We live in a friendly neighbourhood too, and I love it - it's so dull when we're out at midday and all the other yards are empty. But I definitely love the low chain-link fences - we can easily chat with the neighbours without ever having to negotiate the awkwardness of who is dropping by whose place.

mothergoosemouse said...

You and I have talked a bit about this. My apartment-dwelling past keeps me from being too neighborly - I sometimes have to remind myself to make eye contact and wave back - but the girls more than make up for my lack of sociability.

Jennifer (ponderosa) said...

We don't have a fence, so the kids have had a hard time understanding where our yard ends and the neighbor's begins. (So do I, come weeding time.) They have two little kids who are *obsessed* with my children, and the second we step out the door they shout, "There they are!" and come sprinting over. Sometimes it's cute and sometimes, you know, I'd like some time outside with just my own children. (Is that so wrong?)

Jennifer aka Binky Bitch said...

I'm so jealous. All of my neighbors are hermits or racists.

Christina said...

I wish we had neighbors like that. Our next door neighbors have four unruly kids that play in our side yard and destroy our things. That's particularly why we built a fence.

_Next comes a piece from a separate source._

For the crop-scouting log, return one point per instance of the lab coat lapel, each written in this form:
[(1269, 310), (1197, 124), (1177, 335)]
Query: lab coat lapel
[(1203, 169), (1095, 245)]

I hope we'll get better neighbors once they move out!

aimee / greeblemonkey said...

Yeah, our across the alley neighbor was highly disappointed when we built our fence (we had to for the dog)... it's interesting dynamics all around.

Julie Pippert said...

Some people are out and abouters and some are welcome in-ers, I think. Sounds like nice neighbors!

Lady M said...

If we ever get our act together to move, I would love to have a neighborhood like that. There are many elderly folks where we live, and with the exception of the family across the street (with the exuberant Christmas decorations), we never see them outside.

Of course, until two years ago, we were also racing around, going to work and dance, never spending time outside either.